According to experts, China is overproducing for reasons best known to Beijing due to domestic demand. China's retail sales in Q2 has fallen by 1.8 per cent. So back at home, the Chinese are not buying despite all of Beijing's promotional measures.

Earlier, WION had reported how the government of China was handing out coupons to its people so that they would buy goods and services. However, the sales campaign has failed.

A fall in retail also displays a lack of confidence. The Chinese are not confident to spend right now because for them, it is not yet business as usual.

The job losses in China are not to be forgotten therefore it is not surprising that people are not investing. China's fixed-asset investment has fallen by 3.1 per cent. 

However, China averted a recession. It was the first country to go into lockdown and the first also to come out of it. The virus was not a bolt from the blue for China.

China was prepared for the pandemic and it should not go to town blowing its trumpet with the GDP numbers. Instead, here's what it should do. 

First, companies are diversifying their manufacturing. In other words, they are avoiding over-reliance on China and are preparing to move out. According to one survey, 2/3rd of large US corporates want to move their manufacturing from China to Mexico in the next two years.

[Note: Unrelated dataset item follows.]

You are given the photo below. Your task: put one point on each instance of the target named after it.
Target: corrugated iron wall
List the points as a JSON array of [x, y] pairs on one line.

Second, the US-China trade war is far from over, also, China's GDP may be rising but it is only a matter of time before it either stagnates or plummets. It is because China is sitting on mounting of debt. Beijing's total debt is 317 per cent of its Q1 GDP which means, its banks are on the brink of collapse.

According to a report, the run to banks has already begun. It started with Hebei over the weekend, several customers rushed to banks to withdraw their money as Heibei announced a program to limit large transactions. The pilot project will soon include banks in Zhejiang and Shenzhen too.

The people are losing confidence in the Chinese banking system. It is worth $43 trillion dollars, 317 per cent of its GDP. China's GDP is around $14 trillion dollars.

River banks too are collapsing in China. There is mass flooding in several parts of the country. China has not released any data on the people affected or the lives lost.